Lizzie stared at me for a moment longer and then turned to the police officers. “Can I leave you two to it?” she asked. “I have a baby in there and it is rather chilly out here.”
“Of course, go ahead, we’ll try not to disturb you.”
I watched in open-mouthed disbelief as Lizzie reentered the house, closed the front door, and then locked it. Once she was back inside the warmth, the police officer turned to me, his pen hovering in wait. “So, what did you say your name was?”
I fell asleep listening to Matthew as he offered me every girl he had been with, and every girl he hadn’t. He didn’t stop when I drifted off to sleep, and as a result, I had nightmares about the sort of things that Matthew often dreamed about, and I woke up feeling even worse than when I had gone to sleep.

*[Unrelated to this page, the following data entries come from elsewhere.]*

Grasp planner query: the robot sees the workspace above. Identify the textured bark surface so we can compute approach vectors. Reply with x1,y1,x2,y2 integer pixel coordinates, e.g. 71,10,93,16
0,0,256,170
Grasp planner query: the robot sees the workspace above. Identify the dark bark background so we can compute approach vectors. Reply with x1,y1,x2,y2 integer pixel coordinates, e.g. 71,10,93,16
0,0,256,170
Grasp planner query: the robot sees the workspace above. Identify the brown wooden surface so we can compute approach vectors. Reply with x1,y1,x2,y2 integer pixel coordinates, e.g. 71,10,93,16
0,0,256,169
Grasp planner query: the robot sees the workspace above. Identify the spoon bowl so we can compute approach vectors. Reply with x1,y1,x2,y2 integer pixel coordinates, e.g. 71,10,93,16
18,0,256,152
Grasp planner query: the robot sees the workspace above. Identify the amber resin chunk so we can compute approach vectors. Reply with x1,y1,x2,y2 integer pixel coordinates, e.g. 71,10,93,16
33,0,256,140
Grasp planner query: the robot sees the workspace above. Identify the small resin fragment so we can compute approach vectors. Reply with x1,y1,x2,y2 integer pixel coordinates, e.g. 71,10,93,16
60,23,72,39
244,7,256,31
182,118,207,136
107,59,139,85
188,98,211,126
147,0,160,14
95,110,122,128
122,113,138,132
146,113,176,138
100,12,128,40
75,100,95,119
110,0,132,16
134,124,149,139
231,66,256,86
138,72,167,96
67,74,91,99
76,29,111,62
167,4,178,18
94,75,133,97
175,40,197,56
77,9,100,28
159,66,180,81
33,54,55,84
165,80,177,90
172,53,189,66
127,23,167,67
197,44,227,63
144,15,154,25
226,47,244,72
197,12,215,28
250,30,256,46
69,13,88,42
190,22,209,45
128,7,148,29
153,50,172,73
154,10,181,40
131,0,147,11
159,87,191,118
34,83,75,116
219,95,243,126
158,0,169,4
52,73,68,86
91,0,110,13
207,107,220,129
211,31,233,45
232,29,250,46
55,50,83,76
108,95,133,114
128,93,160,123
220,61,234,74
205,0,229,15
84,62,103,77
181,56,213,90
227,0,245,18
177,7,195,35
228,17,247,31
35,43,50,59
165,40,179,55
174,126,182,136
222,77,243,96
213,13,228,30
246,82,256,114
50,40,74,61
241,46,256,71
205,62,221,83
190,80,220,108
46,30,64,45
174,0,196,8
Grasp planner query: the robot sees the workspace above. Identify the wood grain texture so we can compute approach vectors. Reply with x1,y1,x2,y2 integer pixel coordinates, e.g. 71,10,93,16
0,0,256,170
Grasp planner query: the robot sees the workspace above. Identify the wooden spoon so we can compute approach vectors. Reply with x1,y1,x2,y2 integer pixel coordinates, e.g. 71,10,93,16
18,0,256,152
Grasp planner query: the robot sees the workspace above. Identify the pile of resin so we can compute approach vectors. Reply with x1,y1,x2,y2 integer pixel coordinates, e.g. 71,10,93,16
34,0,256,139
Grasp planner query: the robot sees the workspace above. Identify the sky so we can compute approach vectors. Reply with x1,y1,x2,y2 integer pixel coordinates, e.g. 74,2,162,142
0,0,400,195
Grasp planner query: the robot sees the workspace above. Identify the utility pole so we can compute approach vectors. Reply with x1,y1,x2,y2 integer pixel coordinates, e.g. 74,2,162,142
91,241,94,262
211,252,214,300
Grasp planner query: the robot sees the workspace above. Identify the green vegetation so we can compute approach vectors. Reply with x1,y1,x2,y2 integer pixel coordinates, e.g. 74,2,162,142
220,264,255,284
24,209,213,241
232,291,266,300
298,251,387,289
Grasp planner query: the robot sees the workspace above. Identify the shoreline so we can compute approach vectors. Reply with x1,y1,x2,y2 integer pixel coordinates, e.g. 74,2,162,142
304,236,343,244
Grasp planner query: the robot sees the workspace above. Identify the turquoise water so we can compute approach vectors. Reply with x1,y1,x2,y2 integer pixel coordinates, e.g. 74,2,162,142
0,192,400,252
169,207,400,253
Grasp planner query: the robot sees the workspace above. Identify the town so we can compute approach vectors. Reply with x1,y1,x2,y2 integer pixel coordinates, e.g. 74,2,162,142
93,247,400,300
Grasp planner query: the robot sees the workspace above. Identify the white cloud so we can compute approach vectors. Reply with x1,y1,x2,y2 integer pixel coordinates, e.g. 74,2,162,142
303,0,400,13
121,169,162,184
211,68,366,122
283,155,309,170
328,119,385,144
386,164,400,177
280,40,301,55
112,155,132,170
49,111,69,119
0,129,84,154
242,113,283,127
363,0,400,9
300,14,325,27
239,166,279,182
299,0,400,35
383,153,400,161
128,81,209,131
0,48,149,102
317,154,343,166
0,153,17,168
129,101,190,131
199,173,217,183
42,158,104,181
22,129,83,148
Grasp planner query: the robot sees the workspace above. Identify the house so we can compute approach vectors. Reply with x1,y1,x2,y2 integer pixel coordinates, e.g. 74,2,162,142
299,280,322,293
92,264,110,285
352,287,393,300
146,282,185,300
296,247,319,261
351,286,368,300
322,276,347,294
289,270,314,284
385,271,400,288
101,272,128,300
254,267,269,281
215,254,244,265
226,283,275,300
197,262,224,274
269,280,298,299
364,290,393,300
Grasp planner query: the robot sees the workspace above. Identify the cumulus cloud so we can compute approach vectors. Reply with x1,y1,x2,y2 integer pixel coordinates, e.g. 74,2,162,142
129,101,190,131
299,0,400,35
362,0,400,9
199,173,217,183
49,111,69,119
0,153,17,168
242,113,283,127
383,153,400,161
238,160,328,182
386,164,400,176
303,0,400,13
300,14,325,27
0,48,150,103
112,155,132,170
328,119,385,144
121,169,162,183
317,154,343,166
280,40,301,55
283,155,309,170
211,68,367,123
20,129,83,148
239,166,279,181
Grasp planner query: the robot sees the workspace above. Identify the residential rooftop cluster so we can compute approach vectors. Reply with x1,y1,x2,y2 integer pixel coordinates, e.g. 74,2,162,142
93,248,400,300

Matthew had gone, but as I ventured downstairs to drown my sorrows in as much alcohol as I could find, my parents assumed the role of trying to make me feel better. My father was as distant and as vague as he always was, and my mother was full of her usual blend of peppy optimism.
“I don’t think you should worry too much,” she told me. “I have a good feeling that this will turn out okay.”
“I’m glad you think so, but I don’t. There’s nothing I can do to make it better. Everything I try only seems to make things worse.”